What is the difference between K-mean and EM? How to decide k

Upasana | May 22, 2019 | 2 min read | 126 views

K-mean and Gaussian mixture model: what is the difference between K-mean and EM? How to decide k?

Answer :

Process of K-Means is something like assigning each observation to a cluster and process of EM(Expectation Maximization) is finding likelihood of an observation belonging to a cluster(probability). This is where both of these processes differ.

Excerpt from ISLR : For instance, suppose that most of the observations truly belong to a small number of (unknown) subgroups, and a small subset of the observations are quite different from each other and from all other observations. Then since K- means force every observation into a cluster, the clusters found may be heavily distorted due to the presence of outliers that do not belong to any cluster. Mixture models are an attractive approach for accommodating the presence of such outliers. These amount to a soft version of K-means clustering.

Other assumption of k-means is finding centroid of a cluster by using mean which means it assumes that clusters must be circular in motion. In EM, we assume that data points could be gaussian distributed.

How to decide k?

k here means the optimal number of clusters.

When it comes to deciding k in k-means, we can use elbow method.

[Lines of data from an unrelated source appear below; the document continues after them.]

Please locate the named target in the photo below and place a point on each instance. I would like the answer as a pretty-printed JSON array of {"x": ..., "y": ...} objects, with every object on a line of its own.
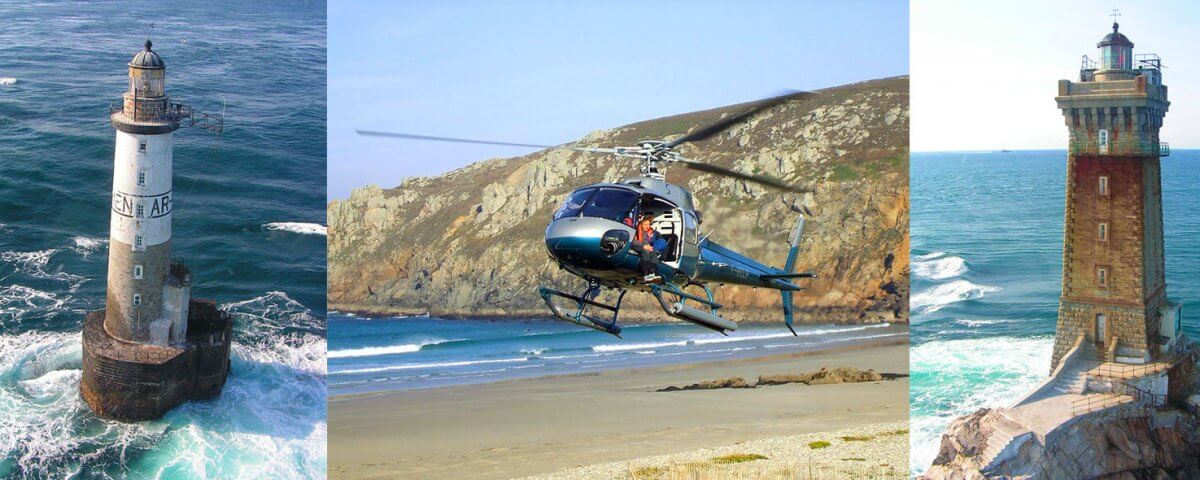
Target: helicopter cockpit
[{"x": 627, "y": 207}]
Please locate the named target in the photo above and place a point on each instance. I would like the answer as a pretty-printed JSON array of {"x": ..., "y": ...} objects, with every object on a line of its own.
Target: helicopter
[{"x": 592, "y": 234}]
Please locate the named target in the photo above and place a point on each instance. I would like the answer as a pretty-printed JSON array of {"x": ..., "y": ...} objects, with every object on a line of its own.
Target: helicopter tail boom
[{"x": 790, "y": 269}]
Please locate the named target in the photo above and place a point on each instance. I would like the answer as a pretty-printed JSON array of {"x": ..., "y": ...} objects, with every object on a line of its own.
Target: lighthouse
[
  {"x": 1114, "y": 289},
  {"x": 142, "y": 305},
  {"x": 153, "y": 346}
]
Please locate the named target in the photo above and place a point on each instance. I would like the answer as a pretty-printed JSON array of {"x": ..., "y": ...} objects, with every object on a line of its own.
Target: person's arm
[{"x": 660, "y": 244}]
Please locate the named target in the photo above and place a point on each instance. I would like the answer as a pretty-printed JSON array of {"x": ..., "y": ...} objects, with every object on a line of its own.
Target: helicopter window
[
  {"x": 574, "y": 203},
  {"x": 613, "y": 204}
]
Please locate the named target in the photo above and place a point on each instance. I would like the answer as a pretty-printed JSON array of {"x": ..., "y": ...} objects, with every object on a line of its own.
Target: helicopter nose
[{"x": 586, "y": 241}]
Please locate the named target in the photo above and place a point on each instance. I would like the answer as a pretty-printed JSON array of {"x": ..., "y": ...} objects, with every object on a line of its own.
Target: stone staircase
[
  {"x": 1007, "y": 435},
  {"x": 1073, "y": 378}
]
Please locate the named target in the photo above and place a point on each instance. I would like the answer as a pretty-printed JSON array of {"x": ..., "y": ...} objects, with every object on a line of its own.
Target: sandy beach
[{"x": 556, "y": 424}]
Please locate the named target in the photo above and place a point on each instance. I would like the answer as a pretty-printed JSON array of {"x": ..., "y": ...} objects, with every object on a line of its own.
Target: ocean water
[
  {"x": 987, "y": 271},
  {"x": 249, "y": 216},
  {"x": 420, "y": 352}
]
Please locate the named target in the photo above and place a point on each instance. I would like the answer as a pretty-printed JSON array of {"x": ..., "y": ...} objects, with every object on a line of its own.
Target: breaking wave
[
  {"x": 939, "y": 297},
  {"x": 939, "y": 267},
  {"x": 957, "y": 377},
  {"x": 35, "y": 264},
  {"x": 268, "y": 423},
  {"x": 87, "y": 246},
  {"x": 432, "y": 365},
  {"x": 384, "y": 351},
  {"x": 298, "y": 227}
]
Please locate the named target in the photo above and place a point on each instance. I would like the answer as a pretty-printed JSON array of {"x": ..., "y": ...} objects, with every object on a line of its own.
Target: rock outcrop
[
  {"x": 469, "y": 243},
  {"x": 1129, "y": 443}
]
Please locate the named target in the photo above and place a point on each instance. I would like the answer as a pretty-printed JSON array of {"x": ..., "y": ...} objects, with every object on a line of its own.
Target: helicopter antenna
[{"x": 654, "y": 155}]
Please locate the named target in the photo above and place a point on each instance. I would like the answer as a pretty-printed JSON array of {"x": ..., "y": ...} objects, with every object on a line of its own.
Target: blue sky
[
  {"x": 553, "y": 71},
  {"x": 984, "y": 75}
]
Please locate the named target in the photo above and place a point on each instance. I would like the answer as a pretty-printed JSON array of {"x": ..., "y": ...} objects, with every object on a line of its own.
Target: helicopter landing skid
[
  {"x": 711, "y": 319},
  {"x": 581, "y": 316}
]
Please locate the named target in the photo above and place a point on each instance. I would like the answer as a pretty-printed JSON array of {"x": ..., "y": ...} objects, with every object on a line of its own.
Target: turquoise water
[
  {"x": 418, "y": 352},
  {"x": 987, "y": 261},
  {"x": 267, "y": 64}
]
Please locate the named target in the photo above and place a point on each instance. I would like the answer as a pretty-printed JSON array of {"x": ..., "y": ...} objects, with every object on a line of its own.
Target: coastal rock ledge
[{"x": 1131, "y": 443}]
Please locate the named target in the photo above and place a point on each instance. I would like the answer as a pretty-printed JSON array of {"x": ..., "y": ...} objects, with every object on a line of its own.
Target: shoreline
[
  {"x": 544, "y": 425},
  {"x": 819, "y": 316},
  {"x": 865, "y": 345}
]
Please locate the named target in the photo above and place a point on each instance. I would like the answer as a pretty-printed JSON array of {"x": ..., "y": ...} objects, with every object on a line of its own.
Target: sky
[
  {"x": 984, "y": 75},
  {"x": 549, "y": 72}
]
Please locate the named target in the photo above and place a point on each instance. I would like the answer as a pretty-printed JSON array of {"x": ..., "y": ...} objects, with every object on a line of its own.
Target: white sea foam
[
  {"x": 939, "y": 297},
  {"x": 19, "y": 301},
  {"x": 799, "y": 333},
  {"x": 35, "y": 264},
  {"x": 384, "y": 351},
  {"x": 431, "y": 365},
  {"x": 964, "y": 376},
  {"x": 298, "y": 227},
  {"x": 975, "y": 323},
  {"x": 87, "y": 246},
  {"x": 625, "y": 347},
  {"x": 275, "y": 310},
  {"x": 271, "y": 409},
  {"x": 939, "y": 268}
]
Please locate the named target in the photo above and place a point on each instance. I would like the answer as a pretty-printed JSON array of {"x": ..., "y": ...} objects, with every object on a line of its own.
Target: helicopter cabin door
[
  {"x": 690, "y": 252},
  {"x": 670, "y": 225}
]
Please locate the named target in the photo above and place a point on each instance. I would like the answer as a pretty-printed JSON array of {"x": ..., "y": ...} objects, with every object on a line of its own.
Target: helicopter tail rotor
[
  {"x": 771, "y": 181},
  {"x": 729, "y": 121}
]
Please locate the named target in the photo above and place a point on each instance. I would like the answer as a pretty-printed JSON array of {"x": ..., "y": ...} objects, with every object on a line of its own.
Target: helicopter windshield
[{"x": 615, "y": 204}]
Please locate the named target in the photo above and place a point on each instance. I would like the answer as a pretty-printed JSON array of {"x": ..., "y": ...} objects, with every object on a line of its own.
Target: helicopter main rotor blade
[
  {"x": 472, "y": 141},
  {"x": 771, "y": 181},
  {"x": 724, "y": 124}
]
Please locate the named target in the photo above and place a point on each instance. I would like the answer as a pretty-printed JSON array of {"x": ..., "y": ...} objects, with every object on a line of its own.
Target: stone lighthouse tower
[
  {"x": 1114, "y": 291},
  {"x": 154, "y": 346},
  {"x": 139, "y": 229}
]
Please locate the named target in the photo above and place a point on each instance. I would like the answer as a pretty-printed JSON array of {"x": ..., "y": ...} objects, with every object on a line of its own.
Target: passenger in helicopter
[{"x": 648, "y": 245}]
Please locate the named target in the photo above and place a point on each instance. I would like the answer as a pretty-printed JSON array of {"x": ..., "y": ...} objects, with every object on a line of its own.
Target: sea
[
  {"x": 987, "y": 271},
  {"x": 250, "y": 209},
  {"x": 403, "y": 353}
]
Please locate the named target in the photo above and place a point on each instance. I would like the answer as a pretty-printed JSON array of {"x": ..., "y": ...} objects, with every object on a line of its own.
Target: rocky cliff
[
  {"x": 469, "y": 243},
  {"x": 1127, "y": 444}
]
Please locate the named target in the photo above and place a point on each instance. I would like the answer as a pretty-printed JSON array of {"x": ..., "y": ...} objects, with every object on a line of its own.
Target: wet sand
[{"x": 549, "y": 424}]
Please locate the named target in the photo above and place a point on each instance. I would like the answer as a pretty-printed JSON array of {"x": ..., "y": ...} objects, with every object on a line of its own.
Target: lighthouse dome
[
  {"x": 148, "y": 59},
  {"x": 1115, "y": 39}
]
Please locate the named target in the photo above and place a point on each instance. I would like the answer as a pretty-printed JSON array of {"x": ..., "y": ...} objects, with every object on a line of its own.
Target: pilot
[{"x": 648, "y": 245}]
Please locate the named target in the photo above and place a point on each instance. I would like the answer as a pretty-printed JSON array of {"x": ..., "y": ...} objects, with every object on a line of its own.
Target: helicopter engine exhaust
[{"x": 702, "y": 318}]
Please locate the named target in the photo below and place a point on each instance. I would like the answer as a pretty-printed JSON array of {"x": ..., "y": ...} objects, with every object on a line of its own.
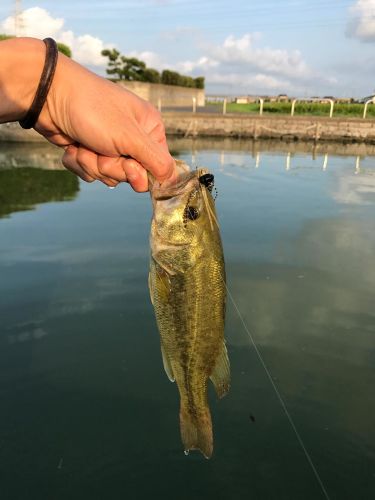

Code for visualising elbow method

from sklearn.datasets import make_blobs
from sklearn.cluster import KMeans
from yellowbrick.cluster import KElbowVisualizer

X, y = make_blobs(centers=8, n_features=12, shuffle=True, random_state=42)

model = KMeans()
visualizer = KElbowVisualizer(model, k=(4,12))

visualizer.fit(X)
visualizer.poof()

Chart

Here by default, scoring parameter metric is set to distortion, which computes the sum of squared distances from each point to its assigned centroid. However, two other metrics can also be used with the KElbowVisualizer – silhouette and calinski_harabaz. The silhouette score calculates the mean Silhouette Coefficient of all samples, while the calinski_harabaz score computes the ratio of dispersion between and within clusters.

The KElbowVisualizer also displays the amount of time to train the clustering model per K as a dashed green line, but is can be hidden by setting timings=False. So we can choose 8 as value of k by conclusion from chart above.

Choosing k in Gaussian mixture models can also be started as we did in k-means but since the process is dependent on getting maximum likelihood. So we choose k and randomly initialize gaussian parameters for each cluster. Then we calculate probability of each point belonging to that cluster and fine tune the model. This is how, slowly we reach the point of optimization for model.